The Securities and Exchange Commission announced Monday that it reached a $68,000 settlement from the operator of a website that allowed users to market and trade unregistered Bitcoin-denominated securities for businesses involved in virtual currencies. The case, involving a now-defunct online exchange, is the latest development in the ongoing regulatory response to fast-growing digital currencies like Bitcoin.
“The registration rules are vitally important investor protection provisions, and no exemption applies simply because an entity is operating on the Internet or using a virtual currency in securities transactions,” said Andrew M. Calamari, director of the SEC’s New York Regional Office.
The SEC said that Ethan Burnside, a computer programmer, operated two businesses, known as BTC Virtual Stock Exchange and LTC-Global Virtual Stock Exchange, that functioned as stock exchanges without registering with the SEC.
Burnside’s settlement with the SEC covered the profits he made from the sites with interest and a penalty. He is also barred from the securities industry. The sites shut down in late 2013, after the SEC investigated them.
The BTC Virtual Stock Exchange carries a disclaimer that it is a “virtual stock exchange using virtual currency. Virtual goods utilized on this site are for entertainment and educational purposes only.”
The SEC said Burnside’s exchange for Litecoin transactions eventually gained 2,655 users with accounts and the one for Bitcoin had 7,959 users.
Litecoin and Bitcoin are peer-to-peer virtual currencies. The popularity of the technologies has grown in recent years, as has the interest of regulators worried about consumer and investor protections.
The SEC’s investigation of Burnside’s business was conducted by its New York regional office, along with its Digital Currency Working Group.

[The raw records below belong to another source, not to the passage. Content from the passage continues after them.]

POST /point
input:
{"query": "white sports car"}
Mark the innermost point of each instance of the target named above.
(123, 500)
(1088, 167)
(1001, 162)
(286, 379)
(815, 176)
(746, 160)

The investigation that led to Monday’s announced settlement was not the SEC’s first against a Bitcoin business. In June, the agency announced more than $50,000 in settlement payments from an entrepreneur who sold securities in Bitcoin-related ventures without registering them. And in July 2013 the SEC charged a man for a Ponzi scheme in Bitcoin-denominated assets worth millions of dollars at the time.